Abstract

Author profiling consists of extracting their demographic and psychographic information by examining their writings. This information can then be used to improve the reader experience and to detect bots or propagators of hoaxes and/or hate speech. Therefore, author profiling can be applied to build more robust and efficient Knowledge-Based Systems for tasks such as content moderation, user profiling, and information retrieval. Author profiling is typically performed automatically as a document classification task. Recently, language models based on transformers have also proven to be quite effective in this task. However, the size and heterogeneity of novel language models, makes it necessary to evaluate them in context. The contributions we make in this paper are four-fold: First, we evaluate which language models are best suited to perform author profiling in Spanish.
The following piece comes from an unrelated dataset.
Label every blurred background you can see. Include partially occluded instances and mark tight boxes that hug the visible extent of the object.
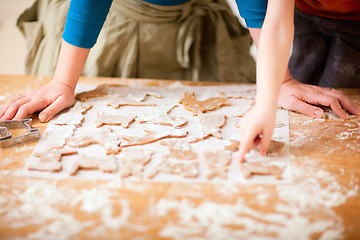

These experiments include basic, distilled, and multilingual models. Second, we evaluate how feature integration can improve performance for this task. We evaluate two distinct strategies: knowledge integration and ensemble learning. Third, we evaluate the ability of linguistic features to improve the interpretability of the results. Fourth, we evaluate the performance of each language model in terms of memory, training, and inference times. Our results indicate that the use of lightweight models can indeed achieve similar performance to heavy models and that multilingual models are actually less effective than models trained with one language. Finally, we confirm that the best models and strategies for integrating features ultimately depend on the context of the task.